'A great 40 years' Cedrone retires as Evening Sun critic

Lou Cedrone

January 17, 1992|By Lou Cedrone

IT'S BEEN a great 40 years. If I had to do it all over again, I'd do it exactly as I have.

Being movie and stage critic for The Evening Sun for 28 of those years (for more than 14 of those same years, I also did television criticism) has been a career dream come true.

No regrets. No sad songs. I was a star worshiper and remain one. It has been my privilege to interview some of the biggies during all those years, among them Joan Crawford, Katharine Hepburn, Ginger Rogers, Meryl Streep, William Holden, Sylvester Stallone, Gregory Peck, Robert Taylor, Marlon Brando, Elizabeth Taylor, Sophia Loren, Gina Lollobrigida, Paul Newman and James Mason (who said my face should be on a stamp, whatever that means). Add Mary Tyler Moore, Red Skelton, Jackie Gleason, Lucille Ball, Red Buttons, Bob Hope and Milton Berle to the list. The adulation may have been evident.

I began doing film criticism in 1963, when first-run movies played downtown at the Mayfair, the New, the Stanton and the Town. At that time, Baltimore also had a number of art houses, thanks to the late Howard Waggonheim, who managed the Five West, the Seven East, the Playhouse and the North Avenue Cinema.

They're gone now. The buildings may remain, but they are not showing movies.

When I began as a critic, theaters such as the Boulevard and the Senator were neighborhood houses. The Boulevard is now a mall, of sorts, but the Senator survives as the city's class house, an art deco reminder of a style that was once more popular than it is.

They didn't swear much on the screen back in 1963. Today, on television they use words the Maryland Censor Board -- long gone -- would never have allowed.

Those early movies didn't have characters who were disemboweled, dismembered and otherwise mistreated. And there were no supernatural films (not in steady stream), most of which have been intellectually dead.

''Rosemary's Baby'' (1967) began the supernatural cycle, one that has not yet finished, and ''The Exorcist'' (1973) began the supernatural-horror cycle. Those were the best of the batch. Few of the imitations came close.

When I began this job, the teen sex film (''Porky's,'' etc.) was yet to be invented, and now that it has disappeared, more or less, it will not be missed.

The black action films came and went. At one time, stars like Jim Brown, Fred Kelly, Fred Williamson and Richard Roundtree came to town to promote their films.
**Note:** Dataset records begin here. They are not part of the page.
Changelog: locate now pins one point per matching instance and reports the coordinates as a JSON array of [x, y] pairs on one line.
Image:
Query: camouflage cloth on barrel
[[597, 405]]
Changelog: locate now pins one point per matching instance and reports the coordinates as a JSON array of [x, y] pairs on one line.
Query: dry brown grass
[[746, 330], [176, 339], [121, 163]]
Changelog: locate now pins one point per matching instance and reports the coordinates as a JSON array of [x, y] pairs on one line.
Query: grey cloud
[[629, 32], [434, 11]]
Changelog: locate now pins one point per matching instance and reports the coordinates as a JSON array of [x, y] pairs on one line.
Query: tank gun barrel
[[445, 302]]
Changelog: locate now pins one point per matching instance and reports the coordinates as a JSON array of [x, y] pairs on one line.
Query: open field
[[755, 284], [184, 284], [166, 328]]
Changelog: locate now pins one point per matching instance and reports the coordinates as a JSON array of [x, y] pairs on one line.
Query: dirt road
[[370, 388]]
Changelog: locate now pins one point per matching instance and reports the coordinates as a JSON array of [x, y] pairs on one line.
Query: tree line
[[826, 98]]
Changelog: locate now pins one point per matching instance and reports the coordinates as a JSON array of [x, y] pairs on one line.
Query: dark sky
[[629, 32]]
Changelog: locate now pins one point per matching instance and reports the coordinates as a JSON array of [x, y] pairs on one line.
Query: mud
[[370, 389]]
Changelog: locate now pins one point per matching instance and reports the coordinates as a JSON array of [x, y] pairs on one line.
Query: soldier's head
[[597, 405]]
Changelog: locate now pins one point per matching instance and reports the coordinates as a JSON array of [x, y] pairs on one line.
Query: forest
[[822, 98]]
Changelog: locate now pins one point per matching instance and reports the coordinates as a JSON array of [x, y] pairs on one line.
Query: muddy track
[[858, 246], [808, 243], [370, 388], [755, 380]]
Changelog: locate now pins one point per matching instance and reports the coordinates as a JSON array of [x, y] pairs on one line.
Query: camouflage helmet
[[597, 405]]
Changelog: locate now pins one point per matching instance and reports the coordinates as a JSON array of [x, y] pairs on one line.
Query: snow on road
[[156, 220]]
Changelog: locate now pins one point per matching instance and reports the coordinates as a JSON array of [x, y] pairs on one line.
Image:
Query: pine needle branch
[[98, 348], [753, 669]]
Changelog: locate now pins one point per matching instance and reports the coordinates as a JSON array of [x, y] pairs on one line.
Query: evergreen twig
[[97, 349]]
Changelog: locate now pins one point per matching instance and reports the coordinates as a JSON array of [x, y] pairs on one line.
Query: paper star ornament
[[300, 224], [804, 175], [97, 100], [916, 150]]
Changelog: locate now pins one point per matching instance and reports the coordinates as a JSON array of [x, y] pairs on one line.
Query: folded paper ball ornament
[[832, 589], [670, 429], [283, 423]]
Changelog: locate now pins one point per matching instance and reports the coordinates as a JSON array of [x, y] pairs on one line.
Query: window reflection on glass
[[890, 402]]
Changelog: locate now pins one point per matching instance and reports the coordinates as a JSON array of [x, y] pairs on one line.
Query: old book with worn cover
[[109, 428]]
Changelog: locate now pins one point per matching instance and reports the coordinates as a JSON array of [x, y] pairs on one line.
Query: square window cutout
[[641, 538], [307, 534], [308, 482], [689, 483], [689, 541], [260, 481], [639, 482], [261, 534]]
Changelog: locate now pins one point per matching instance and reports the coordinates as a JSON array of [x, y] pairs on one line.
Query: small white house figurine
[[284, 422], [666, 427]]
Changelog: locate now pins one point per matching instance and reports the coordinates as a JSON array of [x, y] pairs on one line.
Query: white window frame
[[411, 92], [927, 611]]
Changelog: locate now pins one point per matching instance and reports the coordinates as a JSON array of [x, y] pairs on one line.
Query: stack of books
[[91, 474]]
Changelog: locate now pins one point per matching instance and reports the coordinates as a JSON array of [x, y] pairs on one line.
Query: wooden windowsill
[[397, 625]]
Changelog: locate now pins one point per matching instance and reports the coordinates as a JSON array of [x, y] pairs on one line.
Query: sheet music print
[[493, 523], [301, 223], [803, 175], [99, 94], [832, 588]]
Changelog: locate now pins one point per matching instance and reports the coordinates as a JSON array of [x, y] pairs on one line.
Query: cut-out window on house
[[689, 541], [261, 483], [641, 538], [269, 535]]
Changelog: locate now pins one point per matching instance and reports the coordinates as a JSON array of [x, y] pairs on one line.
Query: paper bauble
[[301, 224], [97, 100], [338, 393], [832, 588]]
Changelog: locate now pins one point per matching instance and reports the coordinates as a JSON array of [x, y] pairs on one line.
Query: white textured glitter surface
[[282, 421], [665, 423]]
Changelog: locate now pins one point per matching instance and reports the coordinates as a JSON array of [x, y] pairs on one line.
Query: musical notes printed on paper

So did Melvin Van Peebles, father of Mario Van Peebles, director of ''New Jack City.''

Black audiences took to the action movies, then tired of them, finally demanding films with a little more content. ''Sounder,'' ''The Learning Tree'' and ''Claudine'' were a few of the ''black'' films that departed from the familiar formula.

All have been succeeded by quality movies directed by young black men who looked to their own experiences. Some (''Boyz N the Hood'') have actually crossed over, something the ''blacksploitation'' films never did.

The price of admission has risen. Not as many people go to the movie theaters as they did back in 1963, but they're probably seeing more films than ever, thanks to the cassette industry, which, at last count, was bringing in more money than the theatrical trade.

The cinema complex replaced the individual movie houses. Today, the movie patron demands choice and gets it at these multiplex locations.

Back in 1964, shortly after I took over as stage critic, Ford's theater, an elegant lady who stood at the northeast corner of Fayette and Eutaw streets, was torn down. For a year or so, the Stanton, curtained off toward the rear, was used as a live house, then for a time, Baltimore had no road theater. The Morris A. Mechanic Theatre opened in 1967 and, with a few lapses, has been flourishing ever since.

Road theater is not as big now as it was back then. Operators of road houses could choose back then. Today, some of the regionals have to participate in the production of live shows in order to fill their schedules.

Center Stage began just before I became drama critic. The company was working on Preston Street then. They would later move to North Avenue, where they were burned out. For a time, the company worked at the College of Notre Dame, then moved to Calvert Street, where their patronage is sure and steady.

It's all been continually exciting. I wouldn't have had it any other way, and my heartfelt thanks go to people like the late Phillip Heisler, managing editor of The Evening Sun until 12 years ago, and to the late Bill Perkinson, Evening Sun science editor, who, more than anyone else, encouraged me to go for it.

I did, and it's been great, thanks, in large part, to those who have read my reviews, knowing that it was only my opinion. And thanks to those who have called, expressing their regret over my leaving.

I don't know what I'll be doing in the future. I do know I will keep walking those five miles a day, read, travel and continue to play tennis as often as I can. I also hope to find a way to continue to voice my opinion on the local entertainment scene. It's a habit hard to break.